Finanzminister Wolfgang Schäuble (CDU) will im Steuerstreit mit den Unions-Ministerpräsidenten keinen Millimeter nachgeben. Schäuble verwies in der „Stuttgarter Zeitung“ darauf, dass der Koalitionsvertrag die Union als Ganzes binde. Auf die Frage, ob der Bund den Ländern mehr Geld geben werde, antwortete er: „Nein, das tut er nicht.“ Die Länder nähmen im Bundesrat einen Teil der Verantwortung des Bundes wahr. Dafür könnten sie sich nicht bezahlen lassen. Vielmehr sei es angesichts des riesigen Defizits ab 2011 erforderlich, „in jedem Jahr strukturell zehn Milliarden Euro (zu) sparen“. Dem „Tagesspiegel am Sonntag“ sagte er mit Blick auf die Länder: „Wir pokern nicht.“

Peter Harry Carstensen: „Ihr habt sie doch nicht alle”
Peter Harry Carstensen: „Ihr habt sie doch nicht alle”

Brüderle bedrängt Merkel

FDP-Wirtschaftsminister Rainer Brüderle erhöhte indirekt den Druck auf Merkel, indem er sich in der „Bild am Sonntag“ zuversichtlich zeigte, „dass die Bundeskanzlerin den gemeinsam verhandelten Vertrag (bei den CDU-Ministerpräsidenten) durchsetzen wird“. Wenn auch nur ein unionsgeführtes Land am 18. Dezember im Bundesrat seine Zustimmung verweigert, kann das sogenannte Wachstumbeschleunigungsgesetz nicht wie geplant zum Januar umgesetzt werden. Union und FDP wollen damit Bürger und Unternehmen um jährlich 8,5 Milliarden Euro entlasten. Teilnehmer der Runde von Kanzlerin und den Unions-Regierungschefs berichteten den Magazinen „Spiegel“ und „Focus“ von einer „vergifteten“ und „frostigen“ Atmosphäre sowie massiver Kritik an Merkel.

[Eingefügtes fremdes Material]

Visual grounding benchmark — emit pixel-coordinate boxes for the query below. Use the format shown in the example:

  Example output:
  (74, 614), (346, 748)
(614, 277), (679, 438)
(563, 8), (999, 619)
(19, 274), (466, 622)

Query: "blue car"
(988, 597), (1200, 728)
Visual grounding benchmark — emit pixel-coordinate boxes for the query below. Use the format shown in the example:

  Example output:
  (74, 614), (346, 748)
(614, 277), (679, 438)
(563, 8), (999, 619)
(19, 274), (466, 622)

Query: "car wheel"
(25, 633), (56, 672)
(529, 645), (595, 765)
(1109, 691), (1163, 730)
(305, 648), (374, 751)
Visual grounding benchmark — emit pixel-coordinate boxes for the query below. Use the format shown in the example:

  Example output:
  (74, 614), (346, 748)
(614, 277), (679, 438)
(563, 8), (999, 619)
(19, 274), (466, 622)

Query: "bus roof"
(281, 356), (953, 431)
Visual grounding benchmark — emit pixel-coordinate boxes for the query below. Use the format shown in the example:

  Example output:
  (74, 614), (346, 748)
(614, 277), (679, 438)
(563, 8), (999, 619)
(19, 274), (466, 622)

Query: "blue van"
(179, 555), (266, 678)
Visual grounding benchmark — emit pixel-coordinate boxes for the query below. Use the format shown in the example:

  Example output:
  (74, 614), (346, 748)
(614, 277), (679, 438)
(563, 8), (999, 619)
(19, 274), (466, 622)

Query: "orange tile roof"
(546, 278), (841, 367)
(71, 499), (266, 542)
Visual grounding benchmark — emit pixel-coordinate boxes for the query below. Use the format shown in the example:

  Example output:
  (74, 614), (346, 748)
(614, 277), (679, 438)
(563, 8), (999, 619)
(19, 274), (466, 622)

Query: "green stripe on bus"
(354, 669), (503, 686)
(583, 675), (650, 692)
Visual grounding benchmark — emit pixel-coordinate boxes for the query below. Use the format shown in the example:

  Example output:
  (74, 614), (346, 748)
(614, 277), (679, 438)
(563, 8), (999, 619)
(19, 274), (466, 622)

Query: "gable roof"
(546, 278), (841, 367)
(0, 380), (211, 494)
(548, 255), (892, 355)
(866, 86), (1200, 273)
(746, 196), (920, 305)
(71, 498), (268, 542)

Diese habe finanzielle Zugeständnisse an die Länder aber abgelehnt: „Ich kaufe niemanden raus“, zitierte sie der „Spiegel“. Laut „Focus“ brüllte Carstensen: „Ihr habt sie doch nicht alle.“ Auch das „Handelsblatt“ schrieb, er habe eindringlich die katastrophale Finanzlage seines Landes geschildert. Saar-Ministerpräsident Peter Müller (CDU) habe ergänzt, für sein Land gelte das „hoch drei“. Die „Süddeutsche Zeitung“ schrieb von Bedenken auch Niedersachsens. Letztlich habe Carstensen aber allein dagestanden. Wenn ihm zugemutet werde, den Steuersenkungsplänen zuzustimmen, „dann schmeiß' ich halt hin und mach' was anderes“, zitierte das „Handelsblatt“ Carstensen. Sein Sprecher sagte der Zeitung aber, das sei nicht so gemeint gewesen.

Laut „Süddeutscher“ kündigte Merkel ein Gespräch von FDP-Chef Guido Westerwelle mit Carstensens Koalitionspartner Wolfgang Kubicki an. Der FDP-Landtagsfraktionschef teilt Carstensens Bedenken, obwohl die Steuersenkungspläne maßgeblich auf dem Druck seiner Partei beruhen. Einen finanziellen Ausgleich verlangen auch die Kommunen. Die Präsidentin des Deutschen Städtetages, Frankfurts Oberbürgermeisterin Petra Roth (CDU), schlug in der „Süddeutschen“ vor, dass der Bund seinen Anteil an den Gewerbesteuer-Einnahmen reduziert.

Bayerns Finanzminister Georg Fahrenschon (CSU) warf den ärmeren Bundesländern in der „Welt am Sonntag“ mangelnde Reformbereitschaft zur Verbesserung ihrer wirtschaftlichen Lage vor. Der Vorsitzende der CSU-Mittelstands-Union, Hans Michelbach, nannte die ablehnende Haltung einiger Landesregierungen eine „tiefe Enttäuschung für den Mittelstand“, der auf die geplanten Steuersenkungen angewiesen sei. Der Präsident des Deutschen Reiseverbandes, Klaus Laepple, sagte der Deutschen Presse-Agentur dpa, die geplante Senkung der Mehrwertsteuer für Hotels und Restaurants sei überfällig, weil es dabei international „eine Wettbewerbsungleichheit“ gebe.